Markets Rattled as Tech Stocks Plunge and Dollar Retreats Amid Tariff Turmoil

U.S. markets took a sharp turn on Monday as President Donald Trump’s renewed tariff threats and economic uncertainty sparked a widespread selloff. The Nasdaq suffered its steepest loss since 2022, while the U.S. dollar slumped against major peers amid growing concerns over a potential recession, now dubbed by traders as a looming “Trumpcession.”

Equities in Freefall: Tech Sector Leads the Decline

  • The Nasdaq Composite plunged 4%, or 728 points, in its worst single-day performance since September 2022.
  • The S&P 500 dropped 2.7%, while the Dow Jones Industrial Average fell 2.1%, shedding 890 points.
  • The heavily watched Magnificent Seven tech giants lost a combined $760 billion in market value, with Tesla plunging 15%, erasing nearly $130 billion on its own.
  • Since the beginning of 2025, these top-tier tech firms have lost approximately $1.6 trillion, amid concerns over trade war escalation, inflation risks, and global growth slowdowns.

Currency Markets: Dollar Retreats, Euro and Sterling Climb

  • The U.S. Dollar Index (DXY) slumped 3.4% last week, its worst performance since November 2022.
  • Investors, frustrated by erratic trade policies and uncertain monetary paths, rotated out of the dollar and into rival currencies like the euro and sterling.
  • The EUR/USD pair surged to a 17-week high at 1.0900, gaining 4.85% over the past month, reversing a year-to-date loss.
  • The dollar’s slide comes as traders grow wary of Trump’s shifting tariff stance, with sudden impositions and withdrawals leaving markets unstable.

Tariffs and Recession Fears: A “Trumpcession” in the Making?

  • President Trump has enacted 25% tariffs on Mexico and Canada, only to partially suspend them days later, and is expected to roll out additional levies against the European Union in early April.
  • Trump’s own remarks — “There will be a little disturbance, but we’re okay with that” — did little to reassure investors.
  • Analysts are now openly discussing a potential “Trumpcession,” where escalating trade tensions and punitive tariffs trigger a domestic downturn, despite recent progress made by the Federal Reserve in managing inflation without stalling growth.

Outlook: Fragile Sentiment and Volatility Ahead

Markets remain on edge as investors digest the repercussions of erratic trade policy, an overstretched equity sector, and geopolitical uncertainty. With tech valuations under scrutiny and the dollar facing renewed downside, risk sentiment is increasingly fragile.

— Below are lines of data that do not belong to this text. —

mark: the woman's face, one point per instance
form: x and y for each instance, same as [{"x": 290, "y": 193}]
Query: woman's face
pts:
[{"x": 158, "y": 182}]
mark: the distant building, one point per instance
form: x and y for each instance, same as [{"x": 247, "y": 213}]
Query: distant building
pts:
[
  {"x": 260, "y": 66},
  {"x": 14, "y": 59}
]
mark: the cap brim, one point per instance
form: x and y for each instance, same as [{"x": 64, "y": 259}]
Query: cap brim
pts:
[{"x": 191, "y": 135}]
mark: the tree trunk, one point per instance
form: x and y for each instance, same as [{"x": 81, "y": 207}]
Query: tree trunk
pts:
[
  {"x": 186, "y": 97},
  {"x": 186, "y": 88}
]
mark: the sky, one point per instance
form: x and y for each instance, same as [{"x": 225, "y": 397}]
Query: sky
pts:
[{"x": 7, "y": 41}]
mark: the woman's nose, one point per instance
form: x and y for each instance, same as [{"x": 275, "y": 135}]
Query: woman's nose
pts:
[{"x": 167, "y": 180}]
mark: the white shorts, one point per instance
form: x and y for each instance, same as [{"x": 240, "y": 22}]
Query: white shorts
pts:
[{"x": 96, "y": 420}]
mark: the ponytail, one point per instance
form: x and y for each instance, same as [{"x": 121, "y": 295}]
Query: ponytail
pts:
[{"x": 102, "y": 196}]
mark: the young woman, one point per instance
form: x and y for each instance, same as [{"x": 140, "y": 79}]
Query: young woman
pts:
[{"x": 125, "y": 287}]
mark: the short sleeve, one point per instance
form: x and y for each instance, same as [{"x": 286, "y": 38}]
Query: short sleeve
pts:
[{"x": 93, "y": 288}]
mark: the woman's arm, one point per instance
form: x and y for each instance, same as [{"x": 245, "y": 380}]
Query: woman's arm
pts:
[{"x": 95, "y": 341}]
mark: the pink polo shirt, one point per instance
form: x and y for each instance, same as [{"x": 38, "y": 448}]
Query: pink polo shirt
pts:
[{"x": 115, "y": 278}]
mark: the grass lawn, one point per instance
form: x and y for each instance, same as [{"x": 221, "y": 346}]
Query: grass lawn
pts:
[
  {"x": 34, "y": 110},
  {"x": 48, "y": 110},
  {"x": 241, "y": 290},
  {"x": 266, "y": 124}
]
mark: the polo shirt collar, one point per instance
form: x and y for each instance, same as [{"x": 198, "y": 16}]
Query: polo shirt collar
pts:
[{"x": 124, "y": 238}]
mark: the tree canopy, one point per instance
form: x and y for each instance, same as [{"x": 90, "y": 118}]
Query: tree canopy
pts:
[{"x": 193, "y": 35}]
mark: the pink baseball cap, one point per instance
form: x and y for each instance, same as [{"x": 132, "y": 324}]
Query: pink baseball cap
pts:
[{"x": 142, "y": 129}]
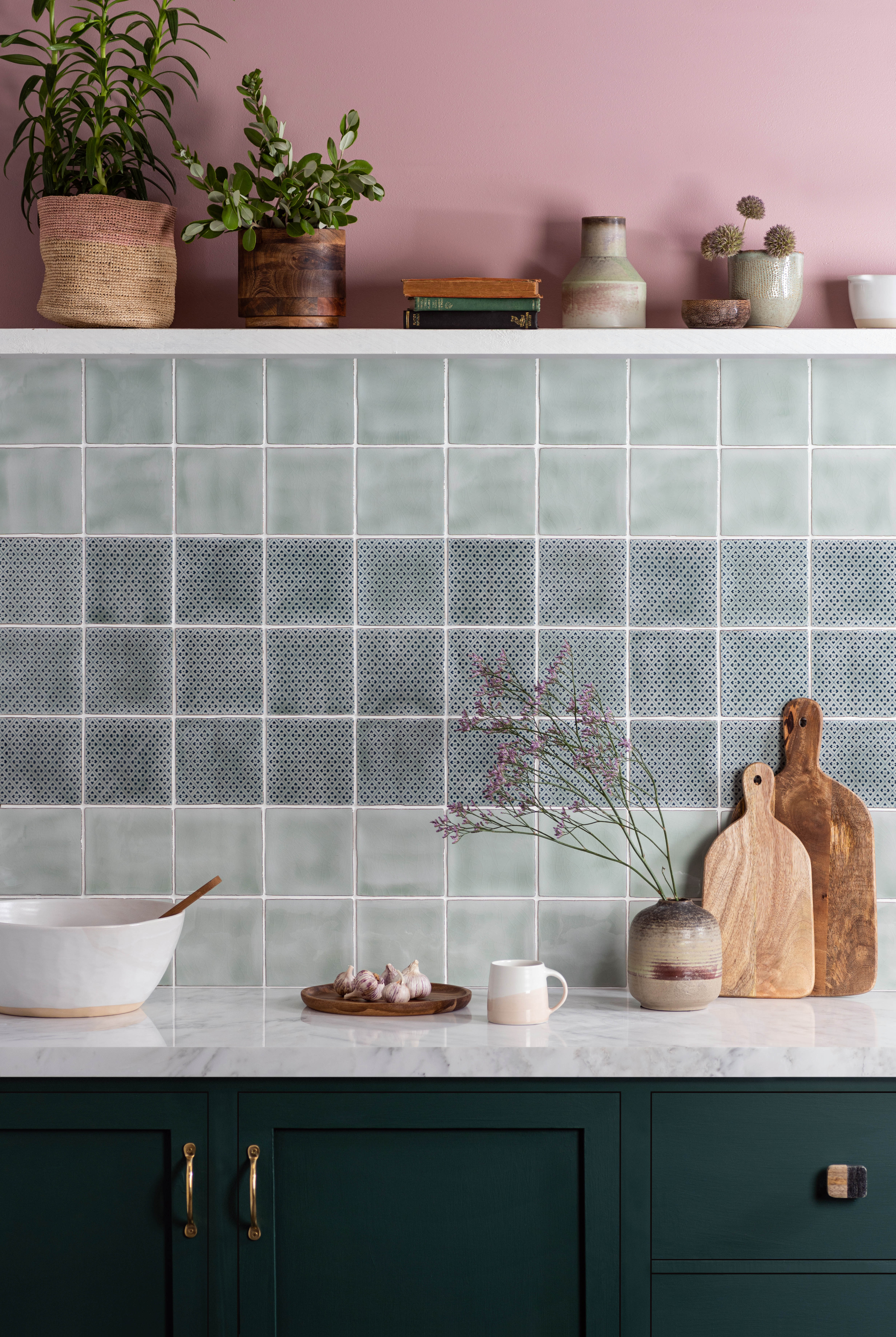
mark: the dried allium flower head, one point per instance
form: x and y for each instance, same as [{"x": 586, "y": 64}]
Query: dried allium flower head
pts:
[
  {"x": 751, "y": 207},
  {"x": 780, "y": 241}
]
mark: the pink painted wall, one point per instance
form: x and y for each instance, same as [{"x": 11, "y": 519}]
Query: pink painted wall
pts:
[{"x": 495, "y": 125}]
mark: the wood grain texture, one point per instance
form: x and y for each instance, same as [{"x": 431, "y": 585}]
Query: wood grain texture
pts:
[
  {"x": 835, "y": 827},
  {"x": 758, "y": 883}
]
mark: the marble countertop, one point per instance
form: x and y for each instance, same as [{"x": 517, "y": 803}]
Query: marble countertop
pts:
[{"x": 205, "y": 1033}]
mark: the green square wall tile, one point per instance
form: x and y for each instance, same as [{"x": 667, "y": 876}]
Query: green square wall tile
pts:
[
  {"x": 41, "y": 852},
  {"x": 129, "y": 490},
  {"x": 311, "y": 400},
  {"x": 41, "y": 491},
  {"x": 491, "y": 491},
  {"x": 766, "y": 402},
  {"x": 582, "y": 402},
  {"x": 402, "y": 402},
  {"x": 854, "y": 400},
  {"x": 221, "y": 945},
  {"x": 128, "y": 400},
  {"x": 308, "y": 942},
  {"x": 400, "y": 852},
  {"x": 402, "y": 931},
  {"x": 854, "y": 493},
  {"x": 402, "y": 490},
  {"x": 582, "y": 493},
  {"x": 220, "y": 400},
  {"x": 308, "y": 852},
  {"x": 766, "y": 493},
  {"x": 220, "y": 491},
  {"x": 585, "y": 942},
  {"x": 311, "y": 491},
  {"x": 41, "y": 400},
  {"x": 673, "y": 493},
  {"x": 481, "y": 933},
  {"x": 128, "y": 851},
  {"x": 218, "y": 843},
  {"x": 673, "y": 400},
  {"x": 491, "y": 400}
]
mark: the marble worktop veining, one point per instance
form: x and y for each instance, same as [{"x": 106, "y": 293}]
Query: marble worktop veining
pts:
[{"x": 248, "y": 1033}]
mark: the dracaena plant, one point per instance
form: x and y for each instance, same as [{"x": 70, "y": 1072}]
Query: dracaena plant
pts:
[
  {"x": 279, "y": 191},
  {"x": 105, "y": 74}
]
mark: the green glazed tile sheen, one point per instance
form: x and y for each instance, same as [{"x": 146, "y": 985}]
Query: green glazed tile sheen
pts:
[
  {"x": 129, "y": 490},
  {"x": 41, "y": 490},
  {"x": 491, "y": 491},
  {"x": 218, "y": 843},
  {"x": 311, "y": 490},
  {"x": 41, "y": 852},
  {"x": 308, "y": 852},
  {"x": 311, "y": 400},
  {"x": 128, "y": 400}
]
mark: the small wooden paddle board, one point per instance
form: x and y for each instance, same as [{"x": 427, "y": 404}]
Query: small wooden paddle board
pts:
[{"x": 758, "y": 883}]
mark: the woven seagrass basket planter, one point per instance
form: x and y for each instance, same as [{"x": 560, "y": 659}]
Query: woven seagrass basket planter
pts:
[{"x": 109, "y": 263}]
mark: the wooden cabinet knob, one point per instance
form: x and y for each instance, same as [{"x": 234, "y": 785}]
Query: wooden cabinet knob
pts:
[{"x": 847, "y": 1182}]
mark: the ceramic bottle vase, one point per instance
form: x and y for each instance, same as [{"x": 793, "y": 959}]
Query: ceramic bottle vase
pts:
[
  {"x": 604, "y": 291},
  {"x": 774, "y": 285}
]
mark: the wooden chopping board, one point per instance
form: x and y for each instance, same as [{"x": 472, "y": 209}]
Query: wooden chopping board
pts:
[
  {"x": 835, "y": 827},
  {"x": 758, "y": 883}
]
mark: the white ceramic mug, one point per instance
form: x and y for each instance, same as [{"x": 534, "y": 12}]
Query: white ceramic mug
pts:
[{"x": 518, "y": 993}]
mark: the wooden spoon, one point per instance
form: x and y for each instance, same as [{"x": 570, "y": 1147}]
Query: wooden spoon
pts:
[{"x": 189, "y": 900}]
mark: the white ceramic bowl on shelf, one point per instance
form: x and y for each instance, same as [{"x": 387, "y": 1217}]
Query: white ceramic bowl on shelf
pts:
[{"x": 83, "y": 957}]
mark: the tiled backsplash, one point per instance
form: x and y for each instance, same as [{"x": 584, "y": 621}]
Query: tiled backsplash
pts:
[{"x": 239, "y": 601}]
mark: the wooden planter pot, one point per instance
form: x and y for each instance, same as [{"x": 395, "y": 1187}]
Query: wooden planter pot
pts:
[{"x": 294, "y": 283}]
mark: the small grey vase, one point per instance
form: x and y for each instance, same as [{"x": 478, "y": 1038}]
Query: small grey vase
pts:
[{"x": 774, "y": 285}]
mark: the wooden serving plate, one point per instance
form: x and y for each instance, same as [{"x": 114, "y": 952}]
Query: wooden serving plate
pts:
[{"x": 445, "y": 998}]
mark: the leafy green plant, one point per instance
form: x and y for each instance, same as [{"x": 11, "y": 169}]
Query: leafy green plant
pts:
[
  {"x": 300, "y": 196},
  {"x": 97, "y": 70}
]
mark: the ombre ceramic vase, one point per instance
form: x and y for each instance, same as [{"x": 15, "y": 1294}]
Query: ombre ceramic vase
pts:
[
  {"x": 675, "y": 958},
  {"x": 772, "y": 283}
]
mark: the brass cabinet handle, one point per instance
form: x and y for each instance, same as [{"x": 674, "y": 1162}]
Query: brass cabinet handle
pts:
[
  {"x": 190, "y": 1229},
  {"x": 253, "y": 1153}
]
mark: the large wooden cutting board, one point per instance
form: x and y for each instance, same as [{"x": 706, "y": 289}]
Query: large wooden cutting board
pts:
[
  {"x": 758, "y": 883},
  {"x": 835, "y": 827}
]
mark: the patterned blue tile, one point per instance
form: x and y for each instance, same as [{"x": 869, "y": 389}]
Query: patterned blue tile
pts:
[
  {"x": 763, "y": 670},
  {"x": 129, "y": 581},
  {"x": 852, "y": 672},
  {"x": 310, "y": 761},
  {"x": 220, "y": 673},
  {"x": 683, "y": 759},
  {"x": 129, "y": 672},
  {"x": 220, "y": 581},
  {"x": 41, "y": 581},
  {"x": 582, "y": 581},
  {"x": 673, "y": 584},
  {"x": 764, "y": 582},
  {"x": 402, "y": 582},
  {"x": 41, "y": 761},
  {"x": 311, "y": 673},
  {"x": 39, "y": 672},
  {"x": 491, "y": 581},
  {"x": 673, "y": 673},
  {"x": 220, "y": 761},
  {"x": 854, "y": 582},
  {"x": 129, "y": 761},
  {"x": 310, "y": 581},
  {"x": 400, "y": 761},
  {"x": 402, "y": 673}
]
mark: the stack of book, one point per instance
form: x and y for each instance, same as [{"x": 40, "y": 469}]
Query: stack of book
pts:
[{"x": 473, "y": 304}]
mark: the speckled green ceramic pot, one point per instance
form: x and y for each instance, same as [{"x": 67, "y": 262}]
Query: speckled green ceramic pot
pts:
[{"x": 772, "y": 284}]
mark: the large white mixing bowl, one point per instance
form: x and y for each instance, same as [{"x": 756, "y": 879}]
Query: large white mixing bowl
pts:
[{"x": 83, "y": 958}]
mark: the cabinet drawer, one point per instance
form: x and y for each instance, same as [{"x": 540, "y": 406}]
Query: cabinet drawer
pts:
[{"x": 743, "y": 1176}]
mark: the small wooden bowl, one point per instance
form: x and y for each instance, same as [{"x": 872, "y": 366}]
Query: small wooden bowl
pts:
[{"x": 716, "y": 313}]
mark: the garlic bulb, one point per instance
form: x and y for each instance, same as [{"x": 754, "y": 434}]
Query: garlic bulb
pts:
[{"x": 418, "y": 985}]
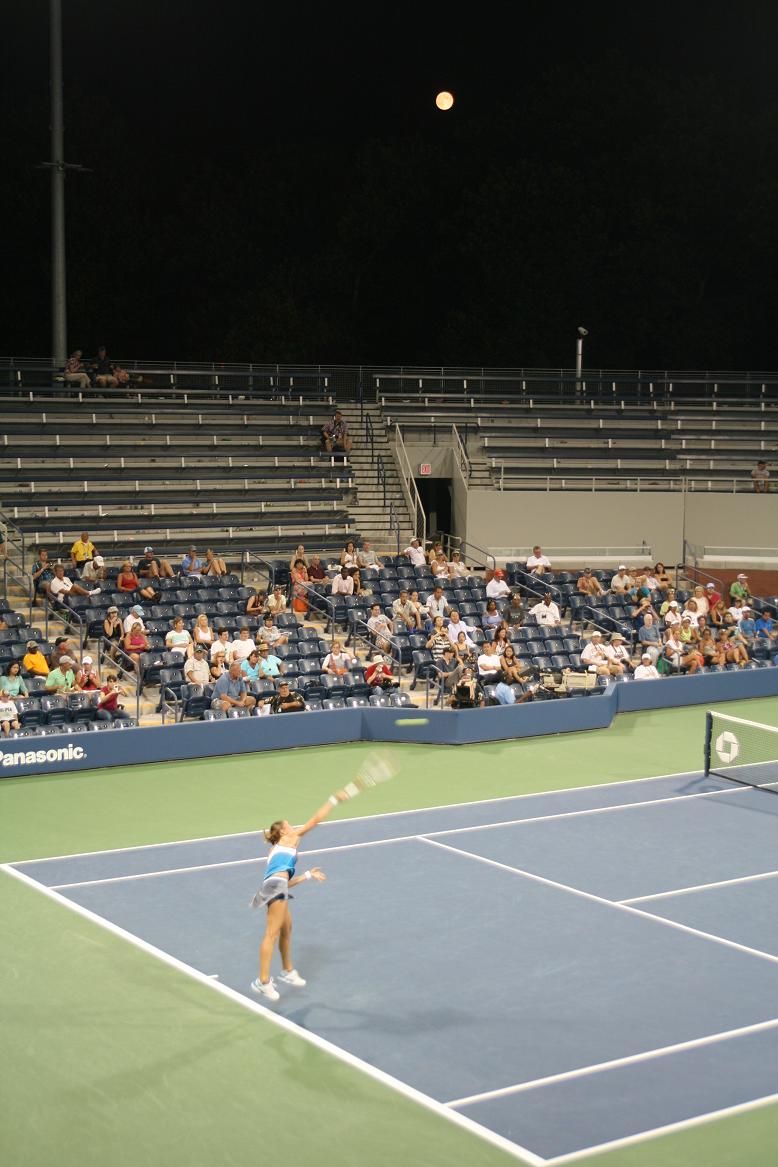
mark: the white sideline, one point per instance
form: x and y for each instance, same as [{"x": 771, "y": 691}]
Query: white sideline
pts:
[
  {"x": 700, "y": 887},
  {"x": 615, "y": 1063},
  {"x": 387, "y": 1080},
  {"x": 600, "y": 899},
  {"x": 400, "y": 838}
]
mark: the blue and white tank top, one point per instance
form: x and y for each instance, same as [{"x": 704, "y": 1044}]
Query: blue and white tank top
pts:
[{"x": 281, "y": 861}]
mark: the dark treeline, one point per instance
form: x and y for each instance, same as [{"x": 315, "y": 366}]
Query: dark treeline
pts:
[{"x": 631, "y": 202}]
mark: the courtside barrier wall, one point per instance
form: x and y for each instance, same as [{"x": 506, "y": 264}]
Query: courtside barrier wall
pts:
[{"x": 84, "y": 750}]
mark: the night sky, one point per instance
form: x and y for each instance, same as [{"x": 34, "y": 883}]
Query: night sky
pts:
[{"x": 273, "y": 182}]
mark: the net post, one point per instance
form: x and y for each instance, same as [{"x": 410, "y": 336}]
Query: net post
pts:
[{"x": 708, "y": 734}]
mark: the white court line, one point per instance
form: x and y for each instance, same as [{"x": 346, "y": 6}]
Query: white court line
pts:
[
  {"x": 598, "y": 899},
  {"x": 389, "y": 813},
  {"x": 682, "y": 1124},
  {"x": 400, "y": 838},
  {"x": 615, "y": 1063},
  {"x": 387, "y": 1080},
  {"x": 700, "y": 887}
]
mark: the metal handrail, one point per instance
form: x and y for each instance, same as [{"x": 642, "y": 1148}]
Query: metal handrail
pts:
[{"x": 409, "y": 489}]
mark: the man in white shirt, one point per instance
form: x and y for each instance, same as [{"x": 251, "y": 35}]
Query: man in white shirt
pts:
[
  {"x": 497, "y": 588},
  {"x": 546, "y": 613},
  {"x": 342, "y": 582},
  {"x": 622, "y": 580},
  {"x": 456, "y": 626},
  {"x": 646, "y": 670},
  {"x": 415, "y": 554},
  {"x": 538, "y": 563}
]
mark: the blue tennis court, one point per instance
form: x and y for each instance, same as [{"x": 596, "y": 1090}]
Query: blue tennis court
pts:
[{"x": 567, "y": 970}]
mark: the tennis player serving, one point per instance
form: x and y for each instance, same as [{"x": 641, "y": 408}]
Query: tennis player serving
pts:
[{"x": 274, "y": 895}]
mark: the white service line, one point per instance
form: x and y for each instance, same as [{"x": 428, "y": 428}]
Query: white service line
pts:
[
  {"x": 387, "y": 1080},
  {"x": 615, "y": 1063},
  {"x": 700, "y": 887},
  {"x": 402, "y": 838},
  {"x": 682, "y": 1124},
  {"x": 598, "y": 899}
]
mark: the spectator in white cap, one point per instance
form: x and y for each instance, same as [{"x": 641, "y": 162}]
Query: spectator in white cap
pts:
[
  {"x": 622, "y": 581},
  {"x": 646, "y": 670}
]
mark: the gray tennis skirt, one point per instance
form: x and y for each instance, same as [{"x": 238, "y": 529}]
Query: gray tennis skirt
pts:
[{"x": 277, "y": 887}]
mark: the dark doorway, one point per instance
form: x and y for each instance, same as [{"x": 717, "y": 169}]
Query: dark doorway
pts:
[{"x": 435, "y": 496}]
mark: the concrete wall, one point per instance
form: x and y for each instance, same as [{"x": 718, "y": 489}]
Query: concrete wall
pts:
[{"x": 558, "y": 519}]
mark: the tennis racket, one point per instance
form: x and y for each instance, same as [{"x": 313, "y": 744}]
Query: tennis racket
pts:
[{"x": 377, "y": 768}]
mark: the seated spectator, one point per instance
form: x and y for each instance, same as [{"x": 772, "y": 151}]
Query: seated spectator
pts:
[
  {"x": 231, "y": 692},
  {"x": 299, "y": 579},
  {"x": 594, "y": 656},
  {"x": 196, "y": 669},
  {"x": 12, "y": 684},
  {"x": 513, "y": 613},
  {"x": 107, "y": 706},
  {"x": 286, "y": 699},
  {"x": 82, "y": 550},
  {"x": 414, "y": 552},
  {"x": 242, "y": 647},
  {"x": 337, "y": 662},
  {"x": 34, "y": 662},
  {"x": 468, "y": 692},
  {"x": 622, "y": 581},
  {"x": 277, "y": 603},
  {"x": 8, "y": 719},
  {"x": 765, "y": 624},
  {"x": 76, "y": 371},
  {"x": 127, "y": 581},
  {"x": 103, "y": 370},
  {"x": 86, "y": 676},
  {"x": 179, "y": 638},
  {"x": 273, "y": 635},
  {"x": 342, "y": 582},
  {"x": 492, "y": 616},
  {"x": 456, "y": 568},
  {"x": 761, "y": 479},
  {"x": 456, "y": 627},
  {"x": 546, "y": 613},
  {"x": 62, "y": 679},
  {"x": 379, "y": 628},
  {"x": 618, "y": 654},
  {"x": 256, "y": 603},
  {"x": 366, "y": 557},
  {"x": 153, "y": 567},
  {"x": 589, "y": 584},
  {"x": 646, "y": 670},
  {"x": 679, "y": 657},
  {"x": 439, "y": 640},
  {"x": 135, "y": 642},
  {"x": 538, "y": 564},
  {"x": 335, "y": 434},
  {"x": 379, "y": 676},
  {"x": 649, "y": 637},
  {"x": 61, "y": 586},
  {"x": 316, "y": 572},
  {"x": 93, "y": 571},
  {"x": 190, "y": 565},
  {"x": 202, "y": 631},
  {"x": 497, "y": 588},
  {"x": 42, "y": 571},
  {"x": 406, "y": 617},
  {"x": 738, "y": 589}
]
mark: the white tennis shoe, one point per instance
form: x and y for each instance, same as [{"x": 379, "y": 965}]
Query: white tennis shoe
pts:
[
  {"x": 270, "y": 991},
  {"x": 292, "y": 978}
]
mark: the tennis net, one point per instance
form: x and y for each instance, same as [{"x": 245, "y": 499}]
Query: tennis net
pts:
[{"x": 745, "y": 752}]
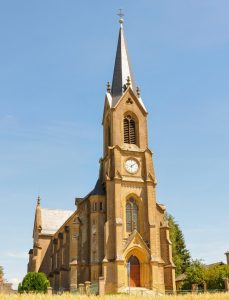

Unless the administration adopts a more consistent approach to trade and fiscal matters, further volatility — and potential capital flight into safer assets — should be expected. The narrative for Q2 2025 may be increasingly defined by how the market navigates a politically charged, policy-heavy environment with little visibility and growing macro risk.